Korean-Canadian director Yi speaks on her work, connection to her roots


Filmmaker and journalist Yi Sun-kyung grew up in a Canadian city where her family was one of only a half-dozen Korean households in town.

That small community was what shaped her view on Korea as a little girl. It was the world where she was pressured not to be a reporter, but a teacher or a nurse. For many years, she tried to stay away from it as much as possible.

“There was competition and gossip,” the filmmaker told The Korea Herald during an interview in Seoul, Monday. 
Korean-Canadian filmmaker Yi Sun-kyung speaks to The Korea Herald on Monday in Seoul. (Lee Sang-sub/The Korea Herald)
Korean-Canadian filmmaker Yi Sun-kyung speaks to The Korea Herald on Monday in Seoul. (Lee Sang-sub/The Korea Herald)

“In the big picture, it was a group of people who lost their place, identity and status. They were all lonely and lost in their own way. So they hung onto one another. It was a love-hate relationship.”

Yi arrived in Seoul last week as one of the international delegates for a culture and communication-themed forum hosted by Corea Image Communication Institute. The last time Yi was in Seoul was in 1995, when she was doing research on North Korea and interviewing former North Korean agent Kim Hyun-hui.

After many years of trying to “run away” from her roots, Yi said she is now back to square one.

“I did not foresee myself coming back to Korea with this kind of honor,” she said about being one of the delegates for the forum.

“It is a high honor for me. Now I am back to square one, going ‘Oh, where does Korea fit into my life?’ And I do want Korea to fit into my life.”

Yi was born in Seoul, and her family immigrated to Regina, Saskatchewan, in 1976, when she was nine years old. Her father, who used to work for the U.S. Army in Seoul, became a mechanic and later a janitor in the small Canadian city. He was embarrassed and ashamed of his job because it was a big step down from what he used to do back in Seoul.

“They bought into the whole North American dream,” she said. “The idea that if you make it there, you’ll survive somehow. They knew they had to work hard. But they didn’t have a clue to what extent and what it was going to do to their self-esteem and self-respect.

“I was 10 years old and watched them lose their spirit over time. And that is not an uncommon story of Korean immigrants at the time. That’s why so many of them later ran corner stores, because they could be their own boss.”

For the last 20 years, Yi has been making non-fiction films about “people who are trying to cope with life in a new place.” Her first and award-winning documentary, “Scenes From a Corner Store” (1996), captured the lives of Korean immigrant families running mom-and-pop stores in Canada.

“I learned it the hard way,” she said. “You cannot get away from your past.
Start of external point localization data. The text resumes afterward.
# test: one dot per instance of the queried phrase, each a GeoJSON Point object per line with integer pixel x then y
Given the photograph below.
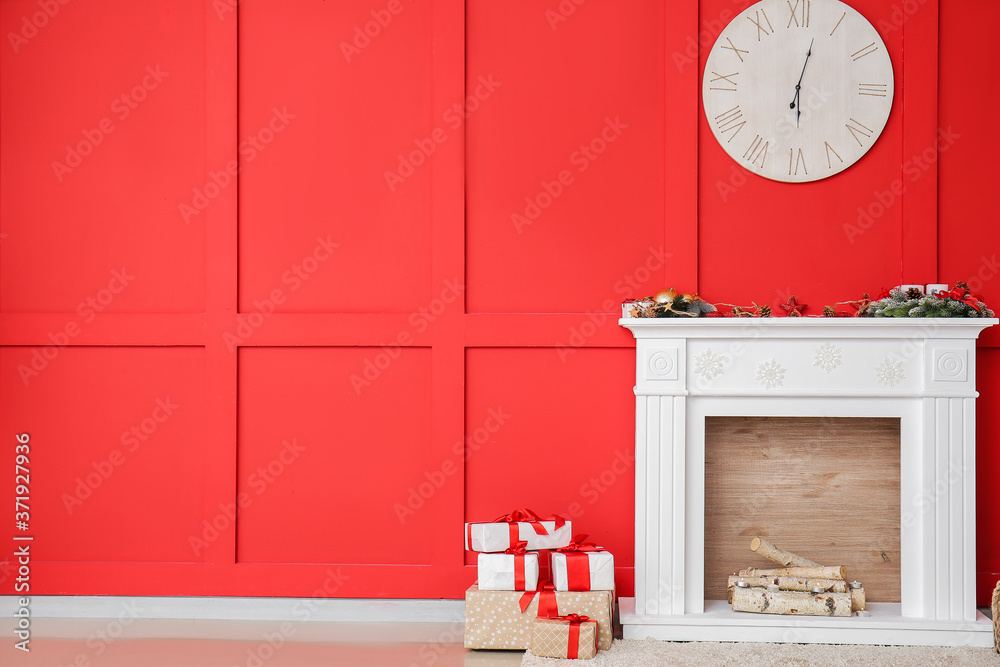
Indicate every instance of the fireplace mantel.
{"type": "Point", "coordinates": [921, 371]}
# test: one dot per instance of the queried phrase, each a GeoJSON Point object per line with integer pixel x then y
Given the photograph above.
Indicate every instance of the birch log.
{"type": "Point", "coordinates": [779, 555]}
{"type": "Point", "coordinates": [821, 572]}
{"type": "Point", "coordinates": [762, 601]}
{"type": "Point", "coordinates": [858, 599]}
{"type": "Point", "coordinates": [789, 584]}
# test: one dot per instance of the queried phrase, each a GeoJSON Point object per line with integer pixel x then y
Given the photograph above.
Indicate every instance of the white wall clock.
{"type": "Point", "coordinates": [798, 90]}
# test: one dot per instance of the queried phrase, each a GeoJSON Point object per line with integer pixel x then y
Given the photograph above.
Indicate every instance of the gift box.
{"type": "Point", "coordinates": [519, 526]}
{"type": "Point", "coordinates": [571, 636]}
{"type": "Point", "coordinates": [506, 571]}
{"type": "Point", "coordinates": [506, 619]}
{"type": "Point", "coordinates": [587, 568]}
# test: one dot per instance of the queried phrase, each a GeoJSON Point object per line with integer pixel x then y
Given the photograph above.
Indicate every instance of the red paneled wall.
{"type": "Point", "coordinates": [289, 290]}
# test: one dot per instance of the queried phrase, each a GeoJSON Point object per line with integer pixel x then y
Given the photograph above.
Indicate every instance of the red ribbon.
{"type": "Point", "coordinates": [518, 551]}
{"type": "Point", "coordinates": [527, 516]}
{"type": "Point", "coordinates": [573, 642]}
{"type": "Point", "coordinates": [578, 562]}
{"type": "Point", "coordinates": [520, 515]}
{"type": "Point", "coordinates": [548, 606]}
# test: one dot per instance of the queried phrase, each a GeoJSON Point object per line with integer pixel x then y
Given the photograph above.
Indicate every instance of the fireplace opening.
{"type": "Point", "coordinates": [825, 488]}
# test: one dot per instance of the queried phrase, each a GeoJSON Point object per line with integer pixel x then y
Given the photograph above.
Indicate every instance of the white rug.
{"type": "Point", "coordinates": [650, 652]}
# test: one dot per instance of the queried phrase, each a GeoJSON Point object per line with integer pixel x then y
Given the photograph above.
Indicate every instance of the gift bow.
{"type": "Point", "coordinates": [578, 562]}
{"type": "Point", "coordinates": [578, 544]}
{"type": "Point", "coordinates": [548, 606]}
{"type": "Point", "coordinates": [527, 516]}
{"type": "Point", "coordinates": [575, 619]}
{"type": "Point", "coordinates": [518, 548]}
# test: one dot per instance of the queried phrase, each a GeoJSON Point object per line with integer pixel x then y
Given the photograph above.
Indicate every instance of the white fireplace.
{"type": "Point", "coordinates": [919, 371]}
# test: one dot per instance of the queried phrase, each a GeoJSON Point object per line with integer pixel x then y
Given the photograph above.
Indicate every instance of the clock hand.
{"type": "Point", "coordinates": [795, 100]}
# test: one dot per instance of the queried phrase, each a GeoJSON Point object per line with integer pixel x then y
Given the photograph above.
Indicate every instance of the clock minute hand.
{"type": "Point", "coordinates": [795, 100]}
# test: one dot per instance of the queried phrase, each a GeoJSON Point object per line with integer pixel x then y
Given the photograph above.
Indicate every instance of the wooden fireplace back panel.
{"type": "Point", "coordinates": [824, 488]}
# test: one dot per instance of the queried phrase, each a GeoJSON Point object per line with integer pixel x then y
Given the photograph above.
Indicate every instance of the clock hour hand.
{"type": "Point", "coordinates": [798, 86]}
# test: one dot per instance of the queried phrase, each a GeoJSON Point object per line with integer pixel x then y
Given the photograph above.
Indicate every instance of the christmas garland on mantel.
{"type": "Point", "coordinates": [896, 302]}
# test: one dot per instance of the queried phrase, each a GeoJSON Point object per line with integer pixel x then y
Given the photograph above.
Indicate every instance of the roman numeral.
{"type": "Point", "coordinates": [802, 18]}
{"type": "Point", "coordinates": [838, 24]}
{"type": "Point", "coordinates": [732, 47]}
{"type": "Point", "coordinates": [757, 151]}
{"type": "Point", "coordinates": [730, 121]}
{"type": "Point", "coordinates": [756, 21]}
{"type": "Point", "coordinates": [724, 77]}
{"type": "Point", "coordinates": [798, 159]}
{"type": "Point", "coordinates": [864, 51]}
{"type": "Point", "coordinates": [829, 149]}
{"type": "Point", "coordinates": [873, 89]}
{"type": "Point", "coordinates": [857, 128]}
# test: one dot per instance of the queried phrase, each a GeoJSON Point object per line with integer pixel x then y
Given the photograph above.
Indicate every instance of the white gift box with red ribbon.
{"type": "Point", "coordinates": [583, 570]}
{"type": "Point", "coordinates": [508, 572]}
{"type": "Point", "coordinates": [518, 526]}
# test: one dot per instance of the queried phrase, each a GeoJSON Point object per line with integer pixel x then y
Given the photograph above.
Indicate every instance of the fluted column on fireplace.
{"type": "Point", "coordinates": [922, 373]}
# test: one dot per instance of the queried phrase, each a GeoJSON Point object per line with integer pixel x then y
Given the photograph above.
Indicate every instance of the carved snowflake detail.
{"type": "Point", "coordinates": [708, 364]}
{"type": "Point", "coordinates": [771, 374]}
{"type": "Point", "coordinates": [828, 357]}
{"type": "Point", "coordinates": [889, 372]}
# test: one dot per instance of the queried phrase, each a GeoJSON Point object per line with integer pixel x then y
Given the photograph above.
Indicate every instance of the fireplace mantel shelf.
{"type": "Point", "coordinates": [921, 371]}
{"type": "Point", "coordinates": [808, 327]}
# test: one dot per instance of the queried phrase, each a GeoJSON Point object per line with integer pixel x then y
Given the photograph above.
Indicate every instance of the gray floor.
{"type": "Point", "coordinates": [148, 643]}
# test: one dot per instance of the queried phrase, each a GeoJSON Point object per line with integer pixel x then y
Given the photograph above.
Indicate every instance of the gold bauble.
{"type": "Point", "coordinates": [665, 296]}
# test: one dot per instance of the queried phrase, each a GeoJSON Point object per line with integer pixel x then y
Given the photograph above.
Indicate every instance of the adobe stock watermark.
{"type": "Point", "coordinates": [121, 108]}
{"type": "Point", "coordinates": [628, 285]}
{"type": "Point", "coordinates": [419, 322]}
{"type": "Point", "coordinates": [87, 311]}
{"type": "Point", "coordinates": [454, 117]}
{"type": "Point", "coordinates": [901, 13]}
{"type": "Point", "coordinates": [581, 158]}
{"type": "Point", "coordinates": [259, 481]}
{"type": "Point", "coordinates": [131, 439]}
{"type": "Point", "coordinates": [293, 277]}
{"type": "Point", "coordinates": [435, 479]}
{"type": "Point", "coordinates": [594, 488]}
{"type": "Point", "coordinates": [913, 171]}
{"type": "Point", "coordinates": [247, 150]}
{"type": "Point", "coordinates": [928, 497]}
{"type": "Point", "coordinates": [33, 23]}
{"type": "Point", "coordinates": [364, 34]}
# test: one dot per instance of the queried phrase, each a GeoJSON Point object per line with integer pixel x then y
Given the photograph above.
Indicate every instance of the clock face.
{"type": "Point", "coordinates": [797, 90]}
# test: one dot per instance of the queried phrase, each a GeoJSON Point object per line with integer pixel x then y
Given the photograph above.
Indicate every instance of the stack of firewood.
{"type": "Point", "coordinates": [800, 586]}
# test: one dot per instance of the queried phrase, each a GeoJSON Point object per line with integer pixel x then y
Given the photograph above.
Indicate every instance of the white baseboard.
{"type": "Point", "coordinates": [311, 619]}
{"type": "Point", "coordinates": [362, 610]}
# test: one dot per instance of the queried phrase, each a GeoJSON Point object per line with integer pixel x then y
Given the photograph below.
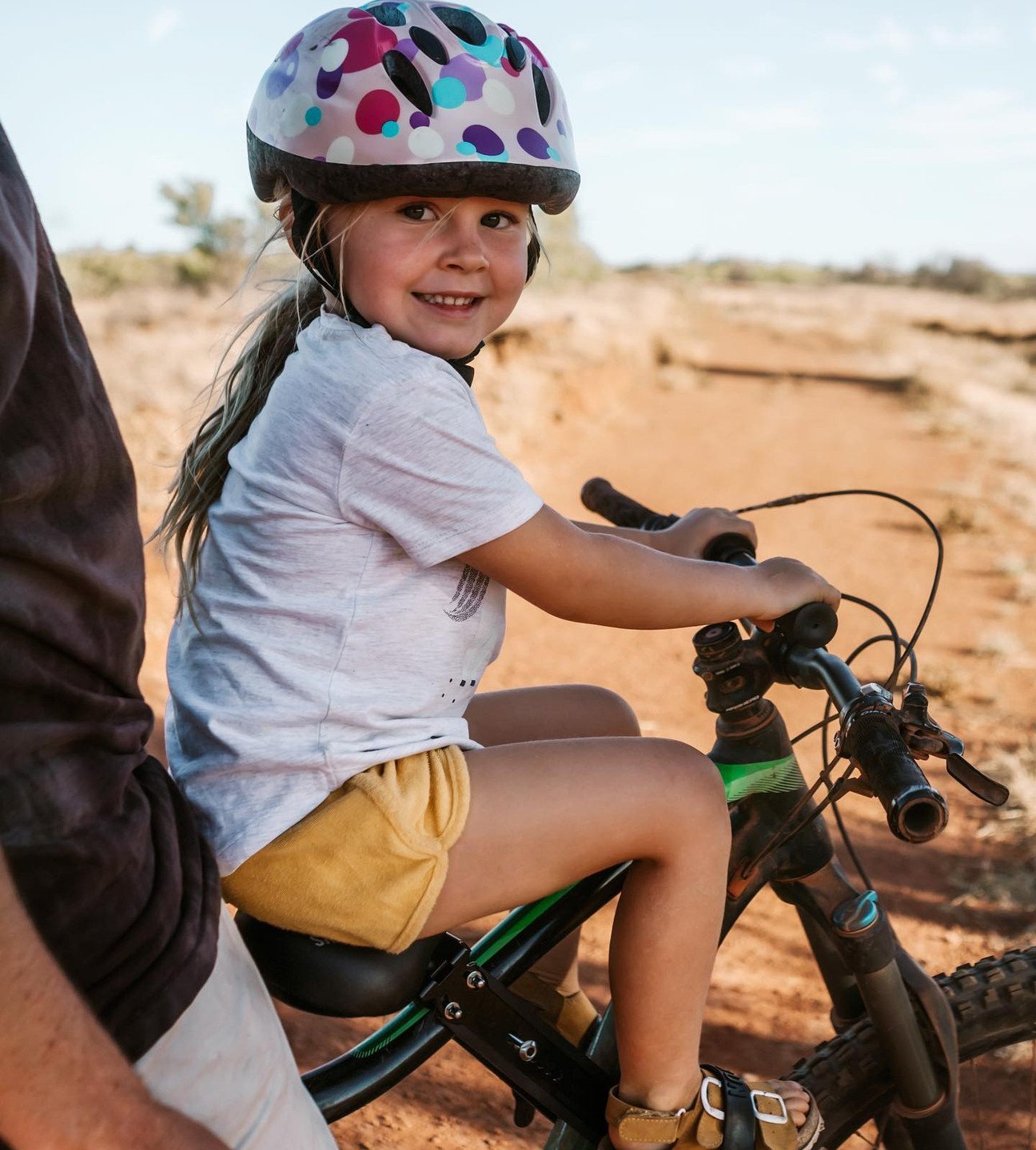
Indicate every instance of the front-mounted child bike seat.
{"type": "Point", "coordinates": [331, 977]}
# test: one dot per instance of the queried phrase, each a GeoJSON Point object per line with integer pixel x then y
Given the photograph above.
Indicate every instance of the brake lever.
{"type": "Point", "coordinates": [923, 736]}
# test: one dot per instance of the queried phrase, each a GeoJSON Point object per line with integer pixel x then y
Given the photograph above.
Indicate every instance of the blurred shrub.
{"type": "Point", "coordinates": [220, 252]}
{"type": "Point", "coordinates": [956, 274]}
{"type": "Point", "coordinates": [100, 272]}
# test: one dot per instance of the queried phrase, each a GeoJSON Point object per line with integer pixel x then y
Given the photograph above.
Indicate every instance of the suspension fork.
{"type": "Point", "coordinates": [851, 935]}
{"type": "Point", "coordinates": [855, 950]}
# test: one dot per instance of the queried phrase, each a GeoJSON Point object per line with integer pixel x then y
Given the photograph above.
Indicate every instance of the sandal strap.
{"type": "Point", "coordinates": [640, 1125]}
{"type": "Point", "coordinates": [735, 1111]}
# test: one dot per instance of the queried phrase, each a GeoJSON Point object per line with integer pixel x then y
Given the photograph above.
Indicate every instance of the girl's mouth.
{"type": "Point", "coordinates": [448, 305]}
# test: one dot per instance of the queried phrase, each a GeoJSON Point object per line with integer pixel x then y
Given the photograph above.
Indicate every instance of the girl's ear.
{"type": "Point", "coordinates": [285, 214]}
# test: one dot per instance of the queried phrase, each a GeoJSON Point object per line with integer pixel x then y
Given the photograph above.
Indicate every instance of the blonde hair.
{"type": "Point", "coordinates": [274, 328]}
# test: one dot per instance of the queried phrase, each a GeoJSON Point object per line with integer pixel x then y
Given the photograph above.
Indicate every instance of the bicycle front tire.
{"type": "Point", "coordinates": [994, 1003]}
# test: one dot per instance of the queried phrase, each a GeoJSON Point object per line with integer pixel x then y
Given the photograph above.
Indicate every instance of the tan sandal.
{"type": "Point", "coordinates": [571, 1016]}
{"type": "Point", "coordinates": [728, 1113]}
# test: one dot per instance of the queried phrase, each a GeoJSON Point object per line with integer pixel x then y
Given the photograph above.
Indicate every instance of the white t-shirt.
{"type": "Point", "coordinates": [336, 631]}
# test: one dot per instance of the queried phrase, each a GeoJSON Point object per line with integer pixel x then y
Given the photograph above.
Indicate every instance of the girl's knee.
{"type": "Point", "coordinates": [608, 712]}
{"type": "Point", "coordinates": [690, 786]}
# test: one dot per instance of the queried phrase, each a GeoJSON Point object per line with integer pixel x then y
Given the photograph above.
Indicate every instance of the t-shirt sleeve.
{"type": "Point", "coordinates": [421, 466]}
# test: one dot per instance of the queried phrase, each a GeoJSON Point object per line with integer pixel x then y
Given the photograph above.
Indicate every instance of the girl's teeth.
{"type": "Point", "coordinates": [450, 300]}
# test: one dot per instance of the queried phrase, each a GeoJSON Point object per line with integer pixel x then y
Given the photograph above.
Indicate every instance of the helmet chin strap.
{"type": "Point", "coordinates": [321, 267]}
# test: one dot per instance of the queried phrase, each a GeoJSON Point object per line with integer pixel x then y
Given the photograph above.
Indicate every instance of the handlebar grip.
{"type": "Point", "coordinates": [603, 499]}
{"type": "Point", "coordinates": [917, 812]}
{"type": "Point", "coordinates": [813, 625]}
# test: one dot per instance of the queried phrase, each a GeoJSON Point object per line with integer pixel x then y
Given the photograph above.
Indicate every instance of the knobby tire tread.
{"type": "Point", "coordinates": [994, 1003]}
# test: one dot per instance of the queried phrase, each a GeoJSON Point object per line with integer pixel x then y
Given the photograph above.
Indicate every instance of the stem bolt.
{"type": "Point", "coordinates": [527, 1049]}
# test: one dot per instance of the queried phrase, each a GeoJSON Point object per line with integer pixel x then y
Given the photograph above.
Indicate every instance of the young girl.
{"type": "Point", "coordinates": [346, 529]}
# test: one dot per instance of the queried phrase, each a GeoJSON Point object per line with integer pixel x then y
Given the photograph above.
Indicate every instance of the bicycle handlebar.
{"type": "Point", "coordinates": [813, 625]}
{"type": "Point", "coordinates": [915, 811]}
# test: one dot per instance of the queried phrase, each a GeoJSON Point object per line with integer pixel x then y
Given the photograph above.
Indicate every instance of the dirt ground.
{"type": "Point", "coordinates": [650, 382]}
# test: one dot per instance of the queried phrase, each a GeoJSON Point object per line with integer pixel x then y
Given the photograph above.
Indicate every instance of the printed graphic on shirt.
{"type": "Point", "coordinates": [471, 591]}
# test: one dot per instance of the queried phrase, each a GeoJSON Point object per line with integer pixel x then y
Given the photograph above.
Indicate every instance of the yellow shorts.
{"type": "Point", "coordinates": [367, 866]}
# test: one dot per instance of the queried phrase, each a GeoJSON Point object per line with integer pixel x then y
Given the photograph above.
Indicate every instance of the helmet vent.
{"type": "Point", "coordinates": [406, 78]}
{"type": "Point", "coordinates": [388, 14]}
{"type": "Point", "coordinates": [464, 24]}
{"type": "Point", "coordinates": [543, 94]}
{"type": "Point", "coordinates": [430, 45]}
{"type": "Point", "coordinates": [516, 52]}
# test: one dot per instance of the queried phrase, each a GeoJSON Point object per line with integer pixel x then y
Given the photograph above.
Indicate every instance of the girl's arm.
{"type": "Point", "coordinates": [606, 579]}
{"type": "Point", "coordinates": [687, 536]}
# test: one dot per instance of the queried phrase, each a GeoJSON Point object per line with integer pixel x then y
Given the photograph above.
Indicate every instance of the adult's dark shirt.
{"type": "Point", "coordinates": [102, 846]}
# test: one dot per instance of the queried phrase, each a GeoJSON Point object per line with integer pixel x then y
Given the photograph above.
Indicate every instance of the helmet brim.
{"type": "Point", "coordinates": [551, 189]}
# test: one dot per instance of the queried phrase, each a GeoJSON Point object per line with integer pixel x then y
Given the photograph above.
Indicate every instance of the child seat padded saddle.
{"type": "Point", "coordinates": [331, 977]}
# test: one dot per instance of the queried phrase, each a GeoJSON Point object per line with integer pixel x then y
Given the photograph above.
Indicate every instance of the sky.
{"type": "Point", "coordinates": [805, 130]}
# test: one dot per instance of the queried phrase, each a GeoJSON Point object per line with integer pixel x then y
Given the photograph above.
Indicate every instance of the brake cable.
{"type": "Point", "coordinates": [903, 652]}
The further I went away, the closer I got to my roots.”

She has just finished making a film titled “ECHOES” for Canada’s media outlet TVO, about the one-child policy in China and the Chinese mothers who feel forced to give up their babies.

“Being an immigrant completely shaped who I am and what I do,” she said, “because I see the world through that prism and the theme in my work is about longing and belonging. The stories don’t necessarily have to be about immigrants from Korea. It could be about people from different places. But the story and the narratives are very similar: It’s about coping and trying. It’s about identity. It’s about trying to find ourselves in the world.”

Yi became the first Western journalist to gain physical access to North Korea for three weeks in 1994. North Korea was the first country she visited after she moved to Canada in 1976. Yi remembers being lectured by North Korean elites about the Juche ideology, as well as being asked to watch North Korean propaganda videos during her stay there. Her 1996 documentary, “Inside the Hermit Kingdom,” which was based on her experience during her 1994 visit, will be screened in Seoul next week at the Canadian Embassy.

Though Yi left Regina after finishing her communications degree, her parents, who died a few years ago, never moved away from the city in Saskatchewan and stayed there until their deaths.

“It is my biggest regret that my parents aren’t alive,” Yi said, “because this is what they dreamed of ― to watch their daughter succeed. (Being invited to Korea) would’ve been the biggest success for them.”